The Rigors of Research
Over the summer, Cart ran experiments to determine mysids’ feeding levels in varying degrees of turbidity. In a cold room at the Darling Lab, she set up a plankton wheel to mimic the natural environment of mysids—no walls, constant motion, and varying levels of clarity. She collected mysids and their prey species—tiny crustaceans called copepods—from the Damariscotta then added one mysid and 20 copepods to each jar on the plankton wheel. After a few hours, she removed the animals, keeping the mysids separate and counting the remaining copepods to see how many were devoured in the differing levels of turbidity.

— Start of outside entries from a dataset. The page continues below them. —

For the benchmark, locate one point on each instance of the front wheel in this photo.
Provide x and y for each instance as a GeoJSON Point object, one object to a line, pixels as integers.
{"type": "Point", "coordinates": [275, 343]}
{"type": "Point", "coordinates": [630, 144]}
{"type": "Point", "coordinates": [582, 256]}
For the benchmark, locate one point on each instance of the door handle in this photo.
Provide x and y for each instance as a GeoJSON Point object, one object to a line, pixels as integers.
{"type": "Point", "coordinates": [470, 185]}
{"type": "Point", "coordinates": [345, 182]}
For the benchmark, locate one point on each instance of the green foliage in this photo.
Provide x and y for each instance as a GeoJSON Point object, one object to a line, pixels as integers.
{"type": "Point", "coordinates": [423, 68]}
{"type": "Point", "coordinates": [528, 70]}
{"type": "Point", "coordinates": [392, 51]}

“Just to figure out how turbidity affects feeding, we had to first figure out how long to run the experiments, which animals to use for prey and how to make and maintain turbidity treatments,” Cart explains.
More About Kate
Longest solo run = 34 miles
Favorite hike in Maine = Tumbledown
Favorite hike in the Whites = Lafayette
Little known fact = Across her shoulders, Kate has a tattoo of the sun setting behind New Hampshire's Presidential Range
In research, roadblocks are common, and the turbidity measurement proved to be one of Cart’s first. The tool she used emits a light and then measures the amount of light captured at a 90-degree angle to determine how much light was scattered by particles in the water. Because Cart was measuring into a clear jar in a lit room, the measurements were becoming distorted. “I had to really think about how light creep was causing the distortion,” she says. Cart figured out that she would get a more accurate measurement of turbidity if she put a towel around the jar to prevent light from coming in on the sides. This simple trick, Lasley-Rasher says, gave her more accurate, repeatable results.

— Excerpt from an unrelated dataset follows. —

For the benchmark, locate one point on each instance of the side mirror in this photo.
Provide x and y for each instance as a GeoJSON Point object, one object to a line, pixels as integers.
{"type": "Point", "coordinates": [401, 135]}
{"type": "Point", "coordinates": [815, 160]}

“This is the work of a research scientist,” says Lasley-Rasher. “There are the methods, but then there are methods—tricks of the trade, like this one.”
The Reward: Results
Cart says she applied for the SURF grant because she wanted to go through all stages of the scientific process, an endeavor she describes as satisfying. “It’s what I’d rather be doing—something that gets results.”
The results she ended up getting were unexpected. The strain of mysids collected from the more turbid area near the shore fed at about the same rate regardless of turbidity, while the feeding rate of mysids collected from the less turbid water off the dock showed extreme feeding changes with changes in turbidity. “We didn’t expect to see that at all,” says Cart.

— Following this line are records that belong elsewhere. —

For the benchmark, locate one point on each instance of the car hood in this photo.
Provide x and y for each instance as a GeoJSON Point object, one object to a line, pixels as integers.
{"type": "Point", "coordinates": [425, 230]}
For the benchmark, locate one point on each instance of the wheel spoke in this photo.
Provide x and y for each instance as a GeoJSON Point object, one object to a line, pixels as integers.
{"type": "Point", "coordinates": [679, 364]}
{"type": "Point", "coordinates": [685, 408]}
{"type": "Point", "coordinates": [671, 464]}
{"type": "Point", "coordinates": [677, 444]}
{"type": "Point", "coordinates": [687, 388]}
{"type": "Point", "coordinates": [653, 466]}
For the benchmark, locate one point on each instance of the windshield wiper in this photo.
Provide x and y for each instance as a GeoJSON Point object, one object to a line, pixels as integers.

This fall, she’s conducting gut analyses using images of mysids collected in another Maine river—the Penobscot. “The mysids are so small and translucent you can see if their gut is full or not. So I’m basically saying ‘full,’ ‘not full,’ and then seeing which area they came from,” she explains. She’ll finish this work during winter break and then begin the writing process. Her research will culminate in a presentation at the 2015 UNH Undergraduate Research Conference in April.
Cart says it has been interesting to realize that not everything is known. “I was expecting there to be more information on this topic handy, but there are really just gaps in knowledge everywhere, which is cool. The idea that everything is known is depressing. There are more frontiers to expand upon.”